Lapin stood in a corner behind the counter, sipping his beer. He chased it down with conversations, turning first to one table then another.

«Savage had no choice but to go on the run,» the fat man went on after a swig.

«What about Saam?» said two lanky men, bending over the table like shadufs. «How could he stand it?»

«Oh, he was pleased. Coffin was out of control. They were all fed up of him being so high-handed! On the other hand, the way they see things, it was a betrayal and so they started settling scores just like the bad old days.»

«There's talk about several people going missing…»

«And the shoot-outs? We could hear them shooting every night!» said a man at the next table turning round to join the conversation.

«You could smell the gunpowder in the air,» the lanky pair agreed, nodding their heads in tandem.

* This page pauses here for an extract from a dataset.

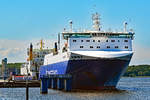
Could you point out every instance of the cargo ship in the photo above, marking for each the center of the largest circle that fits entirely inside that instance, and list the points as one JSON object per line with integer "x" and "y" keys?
{"x": 95, "y": 59}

«The papers are saying Trebenko was the first to have had enough and to decide to do something. Everyone could see how he stood with the gang. He wanted everything to be nice and peaceful more than anyone.»

«What's Karimov got to do with it? Saam knocked off Trebenko!» the alcoholic with the broken nose said, interrupting. «Remember the Chief? Who beat him half to death?»

«And he got rid of Antonov because he was an important witness!» said the fat man in a louder voice after clearing his throat. «After all, he saw who shot Coffin and his evidence would outweigh the rest.»